The Closing of the Project and a Call for Data

As discussed extensively on this blog, web scraping costs have become a significant factor in data acquisition projects. Over time, these rising costs made large-scale data collection less competitive compared to alternative datasets, such as credit card transaction or email receipt data, which many funds already possessed for other purposes. This narrowing scope and increasing cost ultimately made the project less viable in the market.

Despite these challenges, I still consider this one of the most fascinating and ambitious data intelligence projects we’ve ever undertaken—and there have been many. This experience also became one of the driving forces behind the creation of the Data Boutique platform. Very few companies can afford to sustain data collection at scale like this, and even the largest funds face constraints in terms of budget and priorities.
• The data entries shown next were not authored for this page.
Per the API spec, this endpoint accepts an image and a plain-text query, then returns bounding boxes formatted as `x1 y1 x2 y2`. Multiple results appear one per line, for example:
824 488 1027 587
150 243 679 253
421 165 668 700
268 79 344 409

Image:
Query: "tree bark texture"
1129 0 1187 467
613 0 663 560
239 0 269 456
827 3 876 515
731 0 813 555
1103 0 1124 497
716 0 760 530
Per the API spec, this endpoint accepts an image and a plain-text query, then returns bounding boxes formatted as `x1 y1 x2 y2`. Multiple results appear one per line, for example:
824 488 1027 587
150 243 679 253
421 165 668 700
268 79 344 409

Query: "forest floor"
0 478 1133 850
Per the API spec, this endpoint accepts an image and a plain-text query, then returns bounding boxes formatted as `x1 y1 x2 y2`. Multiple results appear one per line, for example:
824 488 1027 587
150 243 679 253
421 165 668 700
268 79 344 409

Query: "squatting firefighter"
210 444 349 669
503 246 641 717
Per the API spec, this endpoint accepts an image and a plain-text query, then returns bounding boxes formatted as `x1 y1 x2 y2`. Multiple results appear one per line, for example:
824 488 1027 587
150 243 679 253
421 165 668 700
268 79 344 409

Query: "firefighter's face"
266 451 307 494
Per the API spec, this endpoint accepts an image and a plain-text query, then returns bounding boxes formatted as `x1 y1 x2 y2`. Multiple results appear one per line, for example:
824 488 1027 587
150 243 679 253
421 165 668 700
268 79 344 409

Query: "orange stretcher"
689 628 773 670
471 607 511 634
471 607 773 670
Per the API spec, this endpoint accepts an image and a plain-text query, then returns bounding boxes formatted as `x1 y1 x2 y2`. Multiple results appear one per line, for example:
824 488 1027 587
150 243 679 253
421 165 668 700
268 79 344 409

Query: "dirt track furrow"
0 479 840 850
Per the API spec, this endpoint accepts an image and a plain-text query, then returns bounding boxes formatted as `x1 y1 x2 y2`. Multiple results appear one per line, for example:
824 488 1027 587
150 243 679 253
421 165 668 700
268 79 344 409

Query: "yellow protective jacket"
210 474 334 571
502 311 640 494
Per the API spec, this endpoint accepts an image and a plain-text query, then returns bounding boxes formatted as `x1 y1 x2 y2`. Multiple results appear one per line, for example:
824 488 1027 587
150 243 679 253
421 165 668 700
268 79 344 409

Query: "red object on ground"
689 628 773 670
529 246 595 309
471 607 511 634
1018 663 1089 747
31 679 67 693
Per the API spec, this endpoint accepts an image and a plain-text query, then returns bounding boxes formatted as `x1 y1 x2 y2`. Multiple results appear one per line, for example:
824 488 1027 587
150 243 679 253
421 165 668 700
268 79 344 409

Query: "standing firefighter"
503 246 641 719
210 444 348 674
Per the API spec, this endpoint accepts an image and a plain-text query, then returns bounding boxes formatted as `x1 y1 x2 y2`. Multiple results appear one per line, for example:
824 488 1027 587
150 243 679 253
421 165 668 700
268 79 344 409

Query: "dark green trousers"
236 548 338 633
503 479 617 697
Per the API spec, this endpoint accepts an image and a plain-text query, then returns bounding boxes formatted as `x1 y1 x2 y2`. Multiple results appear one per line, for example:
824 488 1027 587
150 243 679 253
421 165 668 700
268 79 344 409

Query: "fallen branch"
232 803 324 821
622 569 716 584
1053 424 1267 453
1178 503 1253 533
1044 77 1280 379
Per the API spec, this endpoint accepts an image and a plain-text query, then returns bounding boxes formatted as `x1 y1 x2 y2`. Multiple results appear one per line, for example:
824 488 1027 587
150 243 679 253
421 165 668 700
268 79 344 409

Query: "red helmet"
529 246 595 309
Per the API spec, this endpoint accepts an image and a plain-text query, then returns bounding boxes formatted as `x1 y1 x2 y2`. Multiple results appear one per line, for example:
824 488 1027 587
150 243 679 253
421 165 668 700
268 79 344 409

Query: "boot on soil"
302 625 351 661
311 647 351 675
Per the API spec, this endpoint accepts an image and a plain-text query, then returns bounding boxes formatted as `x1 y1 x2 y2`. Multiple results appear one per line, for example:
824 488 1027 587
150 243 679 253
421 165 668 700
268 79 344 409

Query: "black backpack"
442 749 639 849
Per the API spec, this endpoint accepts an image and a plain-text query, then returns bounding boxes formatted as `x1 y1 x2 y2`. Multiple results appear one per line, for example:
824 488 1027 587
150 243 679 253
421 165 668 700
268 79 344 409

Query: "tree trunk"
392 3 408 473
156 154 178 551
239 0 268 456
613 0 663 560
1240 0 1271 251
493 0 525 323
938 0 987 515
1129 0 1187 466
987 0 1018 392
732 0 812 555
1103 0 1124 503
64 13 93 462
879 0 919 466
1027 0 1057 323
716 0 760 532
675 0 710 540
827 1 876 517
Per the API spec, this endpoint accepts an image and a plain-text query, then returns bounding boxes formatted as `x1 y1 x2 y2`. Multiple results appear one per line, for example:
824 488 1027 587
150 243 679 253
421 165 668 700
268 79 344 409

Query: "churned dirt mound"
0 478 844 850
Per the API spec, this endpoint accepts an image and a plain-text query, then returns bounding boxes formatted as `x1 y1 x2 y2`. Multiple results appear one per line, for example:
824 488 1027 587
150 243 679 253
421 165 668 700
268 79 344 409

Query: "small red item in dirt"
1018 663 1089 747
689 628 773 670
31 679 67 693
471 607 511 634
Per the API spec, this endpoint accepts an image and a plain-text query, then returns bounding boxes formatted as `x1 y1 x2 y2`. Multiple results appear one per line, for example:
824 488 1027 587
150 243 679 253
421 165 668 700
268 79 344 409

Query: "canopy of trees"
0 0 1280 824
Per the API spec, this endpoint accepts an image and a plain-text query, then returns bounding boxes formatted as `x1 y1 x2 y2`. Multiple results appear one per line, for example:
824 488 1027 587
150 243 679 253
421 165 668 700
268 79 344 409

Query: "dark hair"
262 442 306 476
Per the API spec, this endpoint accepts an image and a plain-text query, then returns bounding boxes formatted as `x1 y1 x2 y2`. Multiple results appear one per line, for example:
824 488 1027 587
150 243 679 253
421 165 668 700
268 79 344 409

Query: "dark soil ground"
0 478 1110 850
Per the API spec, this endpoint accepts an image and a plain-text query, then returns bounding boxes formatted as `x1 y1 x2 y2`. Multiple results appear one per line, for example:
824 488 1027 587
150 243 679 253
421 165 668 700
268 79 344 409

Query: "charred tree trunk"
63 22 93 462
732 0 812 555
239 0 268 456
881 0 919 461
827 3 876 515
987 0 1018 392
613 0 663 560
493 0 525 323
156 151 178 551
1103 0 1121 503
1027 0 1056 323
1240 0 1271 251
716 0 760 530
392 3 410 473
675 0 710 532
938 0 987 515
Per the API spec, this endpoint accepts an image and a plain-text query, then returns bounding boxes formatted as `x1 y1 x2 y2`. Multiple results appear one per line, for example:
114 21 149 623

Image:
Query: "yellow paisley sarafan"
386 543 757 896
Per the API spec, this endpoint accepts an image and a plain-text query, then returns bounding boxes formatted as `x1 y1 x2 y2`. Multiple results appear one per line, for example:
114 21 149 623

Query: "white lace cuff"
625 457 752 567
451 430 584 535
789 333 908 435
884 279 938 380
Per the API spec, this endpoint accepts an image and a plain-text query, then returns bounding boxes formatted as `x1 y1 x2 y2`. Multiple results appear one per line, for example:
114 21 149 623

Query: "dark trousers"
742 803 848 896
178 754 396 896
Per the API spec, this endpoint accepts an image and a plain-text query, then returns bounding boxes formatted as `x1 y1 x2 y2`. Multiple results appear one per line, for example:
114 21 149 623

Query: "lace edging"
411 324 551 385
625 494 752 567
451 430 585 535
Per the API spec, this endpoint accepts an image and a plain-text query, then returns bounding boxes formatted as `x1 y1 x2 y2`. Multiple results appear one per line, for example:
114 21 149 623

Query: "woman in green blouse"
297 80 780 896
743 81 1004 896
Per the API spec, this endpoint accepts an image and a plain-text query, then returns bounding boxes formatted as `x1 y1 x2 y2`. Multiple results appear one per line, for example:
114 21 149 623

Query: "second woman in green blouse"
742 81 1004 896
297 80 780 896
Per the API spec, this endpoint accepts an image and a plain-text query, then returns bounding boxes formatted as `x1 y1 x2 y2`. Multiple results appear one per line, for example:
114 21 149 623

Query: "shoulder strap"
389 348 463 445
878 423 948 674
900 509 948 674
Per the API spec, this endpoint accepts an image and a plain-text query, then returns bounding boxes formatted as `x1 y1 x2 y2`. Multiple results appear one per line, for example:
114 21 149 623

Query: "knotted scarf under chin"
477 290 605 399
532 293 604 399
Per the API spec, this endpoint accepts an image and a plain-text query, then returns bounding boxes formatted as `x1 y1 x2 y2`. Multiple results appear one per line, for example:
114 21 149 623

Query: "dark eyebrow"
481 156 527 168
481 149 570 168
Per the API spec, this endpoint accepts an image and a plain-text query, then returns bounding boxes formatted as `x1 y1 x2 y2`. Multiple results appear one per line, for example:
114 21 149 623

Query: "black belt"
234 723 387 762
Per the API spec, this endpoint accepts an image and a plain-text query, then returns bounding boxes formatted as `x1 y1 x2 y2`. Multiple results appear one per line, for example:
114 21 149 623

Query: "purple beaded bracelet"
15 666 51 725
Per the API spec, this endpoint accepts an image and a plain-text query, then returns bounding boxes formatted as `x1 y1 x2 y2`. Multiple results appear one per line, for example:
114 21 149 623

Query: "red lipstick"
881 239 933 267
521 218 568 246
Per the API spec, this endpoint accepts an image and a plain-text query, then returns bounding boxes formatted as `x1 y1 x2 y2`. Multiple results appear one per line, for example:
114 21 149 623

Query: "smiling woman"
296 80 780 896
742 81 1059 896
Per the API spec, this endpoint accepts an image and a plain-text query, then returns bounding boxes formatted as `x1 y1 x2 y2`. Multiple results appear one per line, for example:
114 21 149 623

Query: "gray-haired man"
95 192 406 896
At Data Boutique, our mission is to make all types of data—not just hotel reservation data—accessible to a wide range of projects. We recognize that OTAs, hotels, airlines, and travel agencies collectively gather enormous amounts of data. These stakeholders would benefit greatly from having a uniform, complete, and globally updated dataset, accessible to all while reducing their own costs.

In fact, we advocate not only for scraping but also for data sharing directly from OTAs. This approach would allow them to monetize their data and simultaneously lower their anti-bot expenses.

But that’s a broader conversation for another day. For now, this was the story of one project—challenging, inspiring, and a cornerstone of what we’ve built since.